QUANDO AINDA ERA POSSÍVEL...
Só chegar de longe para
sentir o perfume das bolachas de baunilha.
Quando era possível abrir mão
Do último bolinho de chuva...
Quando era possível respirar o momento profundo
no todo perfume das flores...
Quando era possível sorver nos alvéolos
o sumo das laranjas pelos ares.
E se encantar com as bolinhas coloridas
das plantações de café.
Quando era possível desafiar a sorte
prometida dentre tantos malmequeres.
Quando era possível escalar os galhos e ter dor de barriga
por se empanturrar com o pó verde dos jatobás.
Quando era possível
respirar puro ar e tocar os pés na chuva em correntes de enxurradas.
Quando era possível mergulhar nas cachoeiras...
Sem ter medo das pedras.
Quando era possível a magia
Dos realejos soando as promessas do possível nas praças.
Quando era possível se
abraçar nos abraços que enlaçam as almas.
Quando era possível sovar os pães e saciar as fomes
Com a força das próprias mãos.
Quando era possível tocar os corpos
sem medo das cinzas dos nadas.
Quando era possível o carinho de mãe sempre
recém servido no café quente e forte após o almoço.
Quando era possível tocar os olhos da lealdade
do amigo que se foi...sem deveras ser.
Quando era possível
escolher o sabor da bola de sorvete.
Quando era possível acreditar
que o bolo cresceria apenas com a receita certa.
Quando era possível eternizar em
toda bolinha de sabão a ilusão das transparências.
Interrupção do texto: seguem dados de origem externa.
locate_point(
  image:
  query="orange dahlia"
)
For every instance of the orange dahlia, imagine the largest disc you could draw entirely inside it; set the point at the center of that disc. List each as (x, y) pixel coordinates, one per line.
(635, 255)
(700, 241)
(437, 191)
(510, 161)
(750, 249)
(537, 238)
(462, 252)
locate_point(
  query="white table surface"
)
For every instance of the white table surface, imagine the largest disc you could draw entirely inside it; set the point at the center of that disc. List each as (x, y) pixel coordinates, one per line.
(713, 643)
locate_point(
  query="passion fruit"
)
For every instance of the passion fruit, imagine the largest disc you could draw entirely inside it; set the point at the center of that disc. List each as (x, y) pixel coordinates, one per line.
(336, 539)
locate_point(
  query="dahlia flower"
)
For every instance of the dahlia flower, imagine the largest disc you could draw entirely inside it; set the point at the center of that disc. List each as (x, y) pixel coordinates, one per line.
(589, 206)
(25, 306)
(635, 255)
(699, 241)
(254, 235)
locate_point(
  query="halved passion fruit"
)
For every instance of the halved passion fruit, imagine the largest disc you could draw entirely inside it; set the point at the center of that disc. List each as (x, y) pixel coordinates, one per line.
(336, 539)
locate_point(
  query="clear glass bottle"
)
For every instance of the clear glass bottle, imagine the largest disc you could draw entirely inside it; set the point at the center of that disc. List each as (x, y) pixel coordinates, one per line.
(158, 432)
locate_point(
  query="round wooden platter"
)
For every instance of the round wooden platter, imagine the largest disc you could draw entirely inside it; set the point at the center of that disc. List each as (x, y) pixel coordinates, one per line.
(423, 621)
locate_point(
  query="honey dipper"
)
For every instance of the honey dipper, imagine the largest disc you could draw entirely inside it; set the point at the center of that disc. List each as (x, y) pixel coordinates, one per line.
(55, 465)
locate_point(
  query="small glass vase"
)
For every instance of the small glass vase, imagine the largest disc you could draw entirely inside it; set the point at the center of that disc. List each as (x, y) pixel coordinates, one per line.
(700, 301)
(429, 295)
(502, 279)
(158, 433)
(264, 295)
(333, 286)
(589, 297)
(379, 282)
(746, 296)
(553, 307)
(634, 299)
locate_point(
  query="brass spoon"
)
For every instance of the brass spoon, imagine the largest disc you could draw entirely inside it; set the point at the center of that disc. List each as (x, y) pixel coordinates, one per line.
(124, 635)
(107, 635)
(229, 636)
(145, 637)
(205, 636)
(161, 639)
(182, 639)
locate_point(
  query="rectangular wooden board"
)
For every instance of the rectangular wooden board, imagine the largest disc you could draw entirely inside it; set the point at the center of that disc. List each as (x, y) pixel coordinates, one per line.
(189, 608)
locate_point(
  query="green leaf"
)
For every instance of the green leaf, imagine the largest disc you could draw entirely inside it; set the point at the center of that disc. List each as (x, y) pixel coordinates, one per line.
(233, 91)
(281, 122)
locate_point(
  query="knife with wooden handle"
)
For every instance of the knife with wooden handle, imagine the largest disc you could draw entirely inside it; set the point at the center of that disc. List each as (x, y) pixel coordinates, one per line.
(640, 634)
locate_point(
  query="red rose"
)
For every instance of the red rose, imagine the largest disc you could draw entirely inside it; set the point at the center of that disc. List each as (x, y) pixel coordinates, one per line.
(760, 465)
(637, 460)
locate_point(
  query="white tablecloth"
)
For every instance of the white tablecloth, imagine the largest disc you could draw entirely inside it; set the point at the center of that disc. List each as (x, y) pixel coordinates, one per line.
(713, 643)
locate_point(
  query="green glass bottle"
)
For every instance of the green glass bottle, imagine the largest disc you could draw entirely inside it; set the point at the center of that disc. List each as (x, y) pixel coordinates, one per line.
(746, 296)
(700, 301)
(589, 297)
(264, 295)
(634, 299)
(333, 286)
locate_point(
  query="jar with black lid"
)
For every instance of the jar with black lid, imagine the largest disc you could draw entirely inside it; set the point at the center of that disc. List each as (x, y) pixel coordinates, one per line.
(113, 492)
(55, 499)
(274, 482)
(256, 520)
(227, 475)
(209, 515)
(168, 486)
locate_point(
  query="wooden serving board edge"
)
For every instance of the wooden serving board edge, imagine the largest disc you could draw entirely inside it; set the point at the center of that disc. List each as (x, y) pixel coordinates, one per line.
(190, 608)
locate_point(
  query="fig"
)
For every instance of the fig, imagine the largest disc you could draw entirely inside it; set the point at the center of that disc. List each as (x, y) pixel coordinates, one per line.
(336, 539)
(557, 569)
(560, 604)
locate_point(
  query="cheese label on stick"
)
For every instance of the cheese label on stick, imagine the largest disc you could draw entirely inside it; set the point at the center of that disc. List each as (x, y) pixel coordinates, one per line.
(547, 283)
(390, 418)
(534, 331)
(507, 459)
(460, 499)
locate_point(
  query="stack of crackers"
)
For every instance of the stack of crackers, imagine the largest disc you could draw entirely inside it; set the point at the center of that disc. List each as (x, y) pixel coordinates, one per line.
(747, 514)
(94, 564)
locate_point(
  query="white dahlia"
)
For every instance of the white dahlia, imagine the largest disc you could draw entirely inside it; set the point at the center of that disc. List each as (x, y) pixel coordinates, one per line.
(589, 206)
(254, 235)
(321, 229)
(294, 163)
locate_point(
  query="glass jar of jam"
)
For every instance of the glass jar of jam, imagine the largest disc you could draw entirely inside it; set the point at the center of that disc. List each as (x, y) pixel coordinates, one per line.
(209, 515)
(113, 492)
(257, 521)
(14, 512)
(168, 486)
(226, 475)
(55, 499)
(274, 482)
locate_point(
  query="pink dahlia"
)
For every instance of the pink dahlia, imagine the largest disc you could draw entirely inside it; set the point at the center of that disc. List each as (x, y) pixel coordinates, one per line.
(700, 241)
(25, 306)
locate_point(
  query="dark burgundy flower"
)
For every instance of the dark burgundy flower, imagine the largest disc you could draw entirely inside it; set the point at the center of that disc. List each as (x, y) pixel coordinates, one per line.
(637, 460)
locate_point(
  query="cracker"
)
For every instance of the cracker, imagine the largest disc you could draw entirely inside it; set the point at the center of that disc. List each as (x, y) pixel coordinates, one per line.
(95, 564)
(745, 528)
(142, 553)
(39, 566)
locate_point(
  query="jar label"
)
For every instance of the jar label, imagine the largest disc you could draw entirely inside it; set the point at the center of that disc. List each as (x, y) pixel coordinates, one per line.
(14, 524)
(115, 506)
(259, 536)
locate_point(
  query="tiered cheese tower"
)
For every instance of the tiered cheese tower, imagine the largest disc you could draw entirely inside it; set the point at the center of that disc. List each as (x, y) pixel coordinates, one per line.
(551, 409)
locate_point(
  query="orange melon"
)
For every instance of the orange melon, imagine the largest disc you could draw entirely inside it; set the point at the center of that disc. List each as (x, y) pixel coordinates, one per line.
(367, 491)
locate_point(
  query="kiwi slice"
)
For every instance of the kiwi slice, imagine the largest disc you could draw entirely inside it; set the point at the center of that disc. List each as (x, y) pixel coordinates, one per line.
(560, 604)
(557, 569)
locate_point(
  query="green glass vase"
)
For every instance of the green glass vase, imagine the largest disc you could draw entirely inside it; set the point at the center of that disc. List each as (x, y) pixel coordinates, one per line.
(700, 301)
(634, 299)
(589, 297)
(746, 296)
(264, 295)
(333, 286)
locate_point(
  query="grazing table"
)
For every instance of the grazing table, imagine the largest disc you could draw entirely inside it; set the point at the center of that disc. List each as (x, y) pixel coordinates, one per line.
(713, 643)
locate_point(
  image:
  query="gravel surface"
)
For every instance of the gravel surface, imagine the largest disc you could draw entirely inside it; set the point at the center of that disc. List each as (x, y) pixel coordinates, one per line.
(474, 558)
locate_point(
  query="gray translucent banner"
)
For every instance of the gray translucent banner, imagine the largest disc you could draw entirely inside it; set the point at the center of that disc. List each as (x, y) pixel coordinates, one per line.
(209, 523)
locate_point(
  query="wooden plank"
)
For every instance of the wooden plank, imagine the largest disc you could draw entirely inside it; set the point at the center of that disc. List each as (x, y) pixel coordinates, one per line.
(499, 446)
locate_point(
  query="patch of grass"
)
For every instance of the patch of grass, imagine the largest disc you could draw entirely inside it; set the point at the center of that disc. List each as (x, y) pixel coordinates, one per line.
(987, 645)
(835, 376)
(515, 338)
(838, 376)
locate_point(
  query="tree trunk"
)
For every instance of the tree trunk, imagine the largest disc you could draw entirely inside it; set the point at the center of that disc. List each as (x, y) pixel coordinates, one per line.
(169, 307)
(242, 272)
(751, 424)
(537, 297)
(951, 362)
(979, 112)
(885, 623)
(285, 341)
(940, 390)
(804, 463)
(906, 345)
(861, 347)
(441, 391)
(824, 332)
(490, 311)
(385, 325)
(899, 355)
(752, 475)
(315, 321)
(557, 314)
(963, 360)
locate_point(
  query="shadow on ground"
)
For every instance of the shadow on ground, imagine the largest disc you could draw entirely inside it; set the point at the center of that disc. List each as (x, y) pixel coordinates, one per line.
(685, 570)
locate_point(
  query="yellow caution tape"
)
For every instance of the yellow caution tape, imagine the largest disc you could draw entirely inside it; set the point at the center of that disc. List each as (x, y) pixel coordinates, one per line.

Quando era possível a cegueira
de não enxergar o que mata em silêncio dentre toda gritaria.
Quando era possível gritar nos silêncios...
e ser ouvido.
Quando era possível sonhar
com o voo dos anjos pelos céus.
Quando era possível carregar o ventre grávido
De ilusões para todo o sempre.
Quando era possível cantar todas as canções
Com o peito aberto às verdades.
Quando era possível bater palmas para o dobrar do sino da igreja
Sem aperceber a zombaria do tempo indo...indo...indo...
Quando era possível acreditar que na Ciência, na Matemática e nas Letras estariam todas as soluções para um mundo insolúvel.
Quando era possível acreditar
nas vozes em prol das vidas.
Quando era impossível ler a falsidade dos olhos
E traduzir as falácias das gargantas.
Quão impossível era tocar o mal, quando...
Quando tudo isso era possível.
Quando ter o oxigênio mais puro em vida
Era só acreditar no poema.
Quando impossível era fazer versos possíveis
só para decantar na poesia
as já futuras e tantas impossibilidades.